If education is mainly about access to information, explanation, and personalized support, then yes, the ground is already moving. AI can teach, summarize, tutor, organize, and respond on demand in a way no traditional system ever could. We know this.

But as we kept talking, I felt a lil resistance stir up.

Not because I think he’s wrong and maybe I’m nostalgic for older systems (shout out: Mavis Beacon Teaches Typing!) I don’t believe AI is going to transform how people learn, it’s something deeper than that. Yes, AI can help you learn faster, but there is a difference between learning something and becoming someone. Those are two different processes.

And I’m not sure the future we’re rushing toward is taking that distinction seriously enough.

Some of the most important education in my life has happened nowhere near a classroom. It happened when my mentor taught me how to tell if I had food in my teeth during a business lunch or how to actually show up to a meeting prepared. My education grew when I was able to test an idea out loud and email someone in my network for feedback. It happened when I started training my brain to notice problems and present a clear path forward aka the summer I spent digitizing past interviews for a documentary filmmaker.

That is a different kind of intelligence.

I think we’re entering a future where more and more of our lives can technically happen without those moments.

But it cannot fully do the thing another person sometimes does in one long conversation:

Help you locate yourself.

What another person can give you is not just information: it’s orientation.

For weeks, I have doubted if moving to a small town mid-career was the right move. Conversations like these have helped me validate. The relief of hearing your own half-formed thoughts become clearer in someone else’s presence will never be replaced with AI. The kind of recognition you get sharing life with others don’t just tell you what to do next, but they remind you of who you are.

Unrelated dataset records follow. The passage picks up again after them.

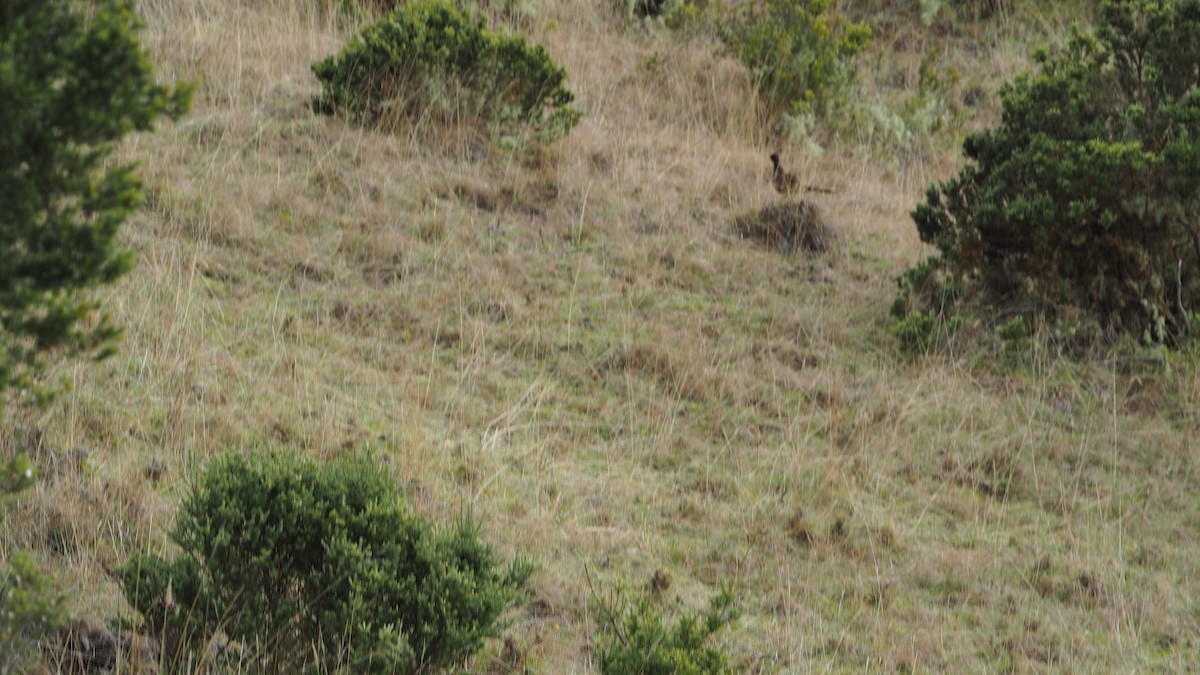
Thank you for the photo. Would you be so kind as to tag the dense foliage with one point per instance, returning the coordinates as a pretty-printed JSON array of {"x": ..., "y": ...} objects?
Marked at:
[
  {"x": 321, "y": 566},
  {"x": 1085, "y": 201},
  {"x": 432, "y": 58},
  {"x": 636, "y": 638},
  {"x": 71, "y": 85},
  {"x": 798, "y": 52}
]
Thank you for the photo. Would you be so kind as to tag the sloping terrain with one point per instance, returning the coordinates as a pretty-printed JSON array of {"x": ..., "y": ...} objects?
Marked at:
[{"x": 587, "y": 356}]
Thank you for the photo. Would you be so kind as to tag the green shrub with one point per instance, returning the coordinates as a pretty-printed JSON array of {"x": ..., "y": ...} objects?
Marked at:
[
  {"x": 431, "y": 57},
  {"x": 1087, "y": 195},
  {"x": 72, "y": 87},
  {"x": 30, "y": 610},
  {"x": 797, "y": 51},
  {"x": 636, "y": 638},
  {"x": 321, "y": 567}
]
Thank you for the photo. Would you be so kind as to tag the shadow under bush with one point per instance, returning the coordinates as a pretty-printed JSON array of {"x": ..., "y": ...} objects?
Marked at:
[{"x": 319, "y": 567}]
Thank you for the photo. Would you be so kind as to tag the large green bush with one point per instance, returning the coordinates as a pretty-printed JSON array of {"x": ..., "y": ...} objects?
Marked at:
[
  {"x": 321, "y": 567},
  {"x": 1085, "y": 201},
  {"x": 636, "y": 638},
  {"x": 71, "y": 87},
  {"x": 430, "y": 58}
]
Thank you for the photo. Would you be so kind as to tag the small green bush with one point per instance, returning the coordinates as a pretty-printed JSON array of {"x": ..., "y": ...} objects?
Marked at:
[
  {"x": 30, "y": 610},
  {"x": 636, "y": 638},
  {"x": 431, "y": 57},
  {"x": 321, "y": 567},
  {"x": 1087, "y": 195},
  {"x": 798, "y": 52}
]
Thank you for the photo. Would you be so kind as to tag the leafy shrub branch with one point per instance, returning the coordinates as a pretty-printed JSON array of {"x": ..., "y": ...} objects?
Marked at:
[
  {"x": 431, "y": 57},
  {"x": 72, "y": 87},
  {"x": 1086, "y": 198}
]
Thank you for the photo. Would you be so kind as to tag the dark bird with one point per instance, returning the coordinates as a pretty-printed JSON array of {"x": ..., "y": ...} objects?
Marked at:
[{"x": 785, "y": 183}]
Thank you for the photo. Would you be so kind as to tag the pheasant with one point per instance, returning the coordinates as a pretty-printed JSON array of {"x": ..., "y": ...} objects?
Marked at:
[{"x": 785, "y": 183}]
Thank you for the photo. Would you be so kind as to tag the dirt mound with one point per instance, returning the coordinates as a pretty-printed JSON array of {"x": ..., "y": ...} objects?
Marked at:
[{"x": 790, "y": 227}]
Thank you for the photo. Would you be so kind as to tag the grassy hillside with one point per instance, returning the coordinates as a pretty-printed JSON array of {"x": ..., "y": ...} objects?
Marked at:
[{"x": 586, "y": 354}]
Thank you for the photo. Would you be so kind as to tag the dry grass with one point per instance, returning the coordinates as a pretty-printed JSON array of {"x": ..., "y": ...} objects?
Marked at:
[{"x": 587, "y": 354}]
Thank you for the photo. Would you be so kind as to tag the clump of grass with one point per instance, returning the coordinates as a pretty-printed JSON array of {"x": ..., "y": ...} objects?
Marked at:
[{"x": 790, "y": 227}]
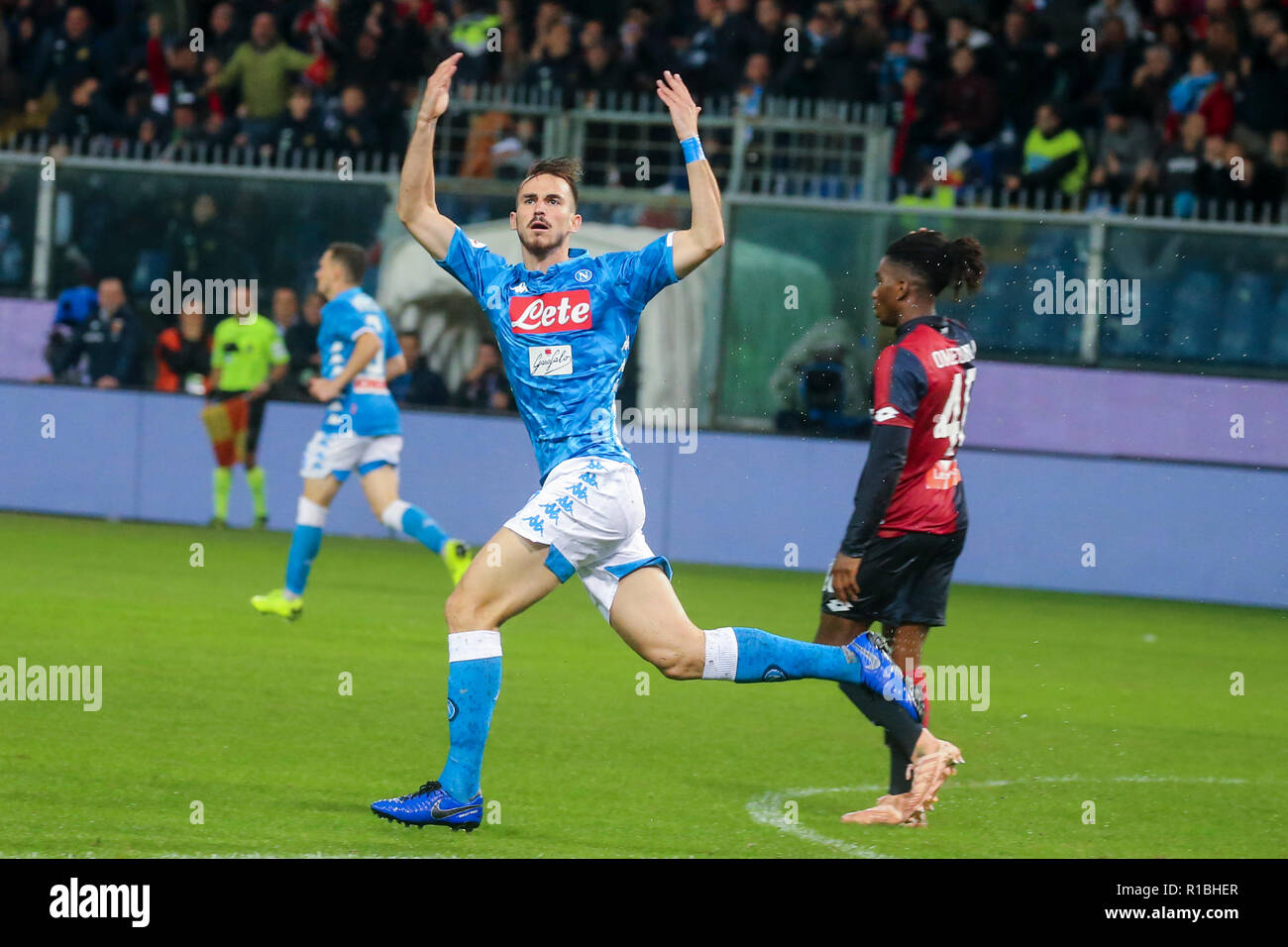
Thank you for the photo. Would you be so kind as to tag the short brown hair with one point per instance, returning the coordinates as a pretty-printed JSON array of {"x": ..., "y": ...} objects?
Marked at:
[
  {"x": 352, "y": 257},
  {"x": 566, "y": 167}
]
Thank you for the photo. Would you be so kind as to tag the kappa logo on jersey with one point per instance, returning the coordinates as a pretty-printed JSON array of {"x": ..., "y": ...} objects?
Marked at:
[
  {"x": 550, "y": 312},
  {"x": 550, "y": 360}
]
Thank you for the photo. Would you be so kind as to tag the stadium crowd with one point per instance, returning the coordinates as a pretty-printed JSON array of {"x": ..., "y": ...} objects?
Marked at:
[
  {"x": 1136, "y": 98},
  {"x": 99, "y": 339}
]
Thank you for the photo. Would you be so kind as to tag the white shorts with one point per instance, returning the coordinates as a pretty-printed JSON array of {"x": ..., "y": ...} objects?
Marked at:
[
  {"x": 339, "y": 454},
  {"x": 590, "y": 512}
]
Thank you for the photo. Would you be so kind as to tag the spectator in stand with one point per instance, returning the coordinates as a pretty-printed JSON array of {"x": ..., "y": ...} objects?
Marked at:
[
  {"x": 261, "y": 69},
  {"x": 1055, "y": 158},
  {"x": 915, "y": 129},
  {"x": 716, "y": 50},
  {"x": 755, "y": 82},
  {"x": 823, "y": 67},
  {"x": 1225, "y": 174},
  {"x": 108, "y": 342},
  {"x": 1126, "y": 142},
  {"x": 420, "y": 385},
  {"x": 1179, "y": 166},
  {"x": 552, "y": 62},
  {"x": 301, "y": 346},
  {"x": 599, "y": 72},
  {"x": 1274, "y": 171},
  {"x": 300, "y": 129},
  {"x": 224, "y": 35},
  {"x": 1122, "y": 11},
  {"x": 184, "y": 125},
  {"x": 183, "y": 354},
  {"x": 640, "y": 44},
  {"x": 1151, "y": 81},
  {"x": 922, "y": 44},
  {"x": 286, "y": 308},
  {"x": 1021, "y": 82},
  {"x": 84, "y": 114},
  {"x": 969, "y": 107},
  {"x": 67, "y": 58},
  {"x": 484, "y": 384},
  {"x": 1263, "y": 107},
  {"x": 349, "y": 129},
  {"x": 1188, "y": 91}
]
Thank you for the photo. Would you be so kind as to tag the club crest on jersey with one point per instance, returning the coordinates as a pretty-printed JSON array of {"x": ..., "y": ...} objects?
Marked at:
[{"x": 550, "y": 312}]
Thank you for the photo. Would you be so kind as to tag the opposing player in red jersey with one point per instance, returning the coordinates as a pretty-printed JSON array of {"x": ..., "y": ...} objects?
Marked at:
[{"x": 910, "y": 508}]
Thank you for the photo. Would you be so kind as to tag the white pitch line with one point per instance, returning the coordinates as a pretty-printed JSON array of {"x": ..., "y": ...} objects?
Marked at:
[{"x": 769, "y": 808}]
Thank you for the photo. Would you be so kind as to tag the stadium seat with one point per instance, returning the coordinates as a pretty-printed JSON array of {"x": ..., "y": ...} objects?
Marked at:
[{"x": 1044, "y": 334}]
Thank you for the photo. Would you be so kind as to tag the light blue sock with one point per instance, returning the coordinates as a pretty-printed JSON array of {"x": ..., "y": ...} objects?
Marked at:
[
  {"x": 473, "y": 684},
  {"x": 747, "y": 655},
  {"x": 416, "y": 523},
  {"x": 305, "y": 544}
]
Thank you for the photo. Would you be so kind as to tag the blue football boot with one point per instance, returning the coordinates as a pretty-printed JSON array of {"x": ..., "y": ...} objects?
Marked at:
[
  {"x": 880, "y": 674},
  {"x": 430, "y": 805}
]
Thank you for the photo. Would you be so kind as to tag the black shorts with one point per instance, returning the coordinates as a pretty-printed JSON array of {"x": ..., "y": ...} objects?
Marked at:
[
  {"x": 903, "y": 579},
  {"x": 254, "y": 420}
]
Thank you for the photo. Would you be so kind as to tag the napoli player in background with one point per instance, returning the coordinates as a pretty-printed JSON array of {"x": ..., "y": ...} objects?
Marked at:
[
  {"x": 910, "y": 509},
  {"x": 360, "y": 432},
  {"x": 565, "y": 324}
]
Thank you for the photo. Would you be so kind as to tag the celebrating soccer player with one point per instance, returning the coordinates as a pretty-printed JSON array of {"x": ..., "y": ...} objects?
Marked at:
[
  {"x": 361, "y": 429},
  {"x": 565, "y": 322},
  {"x": 910, "y": 509}
]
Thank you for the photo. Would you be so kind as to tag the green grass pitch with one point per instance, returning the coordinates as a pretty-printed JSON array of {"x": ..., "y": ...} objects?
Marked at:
[{"x": 1121, "y": 702}]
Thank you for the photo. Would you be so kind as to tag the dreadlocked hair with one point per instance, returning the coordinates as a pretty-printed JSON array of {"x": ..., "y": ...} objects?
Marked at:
[{"x": 940, "y": 262}]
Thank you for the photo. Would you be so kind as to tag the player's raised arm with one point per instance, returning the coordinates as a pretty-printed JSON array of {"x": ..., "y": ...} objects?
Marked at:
[
  {"x": 706, "y": 227},
  {"x": 416, "y": 206}
]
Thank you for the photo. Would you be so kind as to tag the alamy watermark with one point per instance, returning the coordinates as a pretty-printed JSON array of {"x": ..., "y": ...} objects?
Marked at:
[
  {"x": 1076, "y": 296},
  {"x": 73, "y": 684},
  {"x": 649, "y": 425},
  {"x": 954, "y": 684},
  {"x": 214, "y": 296}
]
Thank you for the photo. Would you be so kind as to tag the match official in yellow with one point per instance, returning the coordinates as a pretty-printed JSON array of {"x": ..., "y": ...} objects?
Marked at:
[{"x": 248, "y": 357}]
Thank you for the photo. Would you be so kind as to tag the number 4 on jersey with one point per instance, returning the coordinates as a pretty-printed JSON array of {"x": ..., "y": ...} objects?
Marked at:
[{"x": 951, "y": 423}]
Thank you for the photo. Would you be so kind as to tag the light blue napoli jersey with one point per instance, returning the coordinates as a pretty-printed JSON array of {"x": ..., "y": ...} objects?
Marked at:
[
  {"x": 565, "y": 337},
  {"x": 365, "y": 407}
]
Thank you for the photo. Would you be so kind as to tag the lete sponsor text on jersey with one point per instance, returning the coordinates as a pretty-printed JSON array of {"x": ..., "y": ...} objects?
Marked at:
[{"x": 552, "y": 312}]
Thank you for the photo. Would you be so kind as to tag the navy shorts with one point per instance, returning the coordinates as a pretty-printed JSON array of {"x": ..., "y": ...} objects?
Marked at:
[{"x": 903, "y": 579}]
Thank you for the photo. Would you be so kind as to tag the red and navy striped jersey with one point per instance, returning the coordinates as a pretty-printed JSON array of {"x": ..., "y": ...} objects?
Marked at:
[{"x": 923, "y": 381}]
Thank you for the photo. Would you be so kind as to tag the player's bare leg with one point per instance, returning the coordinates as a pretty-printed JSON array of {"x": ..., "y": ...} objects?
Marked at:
[
  {"x": 832, "y": 629},
  {"x": 506, "y": 577},
  {"x": 509, "y": 575},
  {"x": 310, "y": 513},
  {"x": 906, "y": 808},
  {"x": 648, "y": 616}
]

AI is getting better at producing the outer shape of help:

It can answer quickly.
It can organize.
It can sound confident.
It can give you twenty ideas when your brain only had two.
It can even reflect your own language back to you in a way that feels eerily personal.

But it cannot want anything for you, it cannot surprise you from the depth of a lived life. It cannot tell you why you hate scary movies and love cucumbers. It cannot create generosity, history, or conviction. And it definitely cannot hand you a bag of lemons

I think that’s why I left with more than just “insights.”

I left feeling more anchored. And lately, that feels increasingly rare.

Which means if we want lives that are not just informed but formed, we’ll have to choose that ourselves.

We’ll have to keep saying yes to the coffee, the walk, the dinner, the conversation that runs long, the afternoons that make no sense as a productivity strategy but somehow return us to ourselves.

Yes, school will change.
Work will change.
The texture of everyday life is already changing.

But I hope we don’t forget that some of the most important education still happens in the presence of another person.

And sometimes, if you’re lucky, you even get sent home with lemons from a new friend’s garden.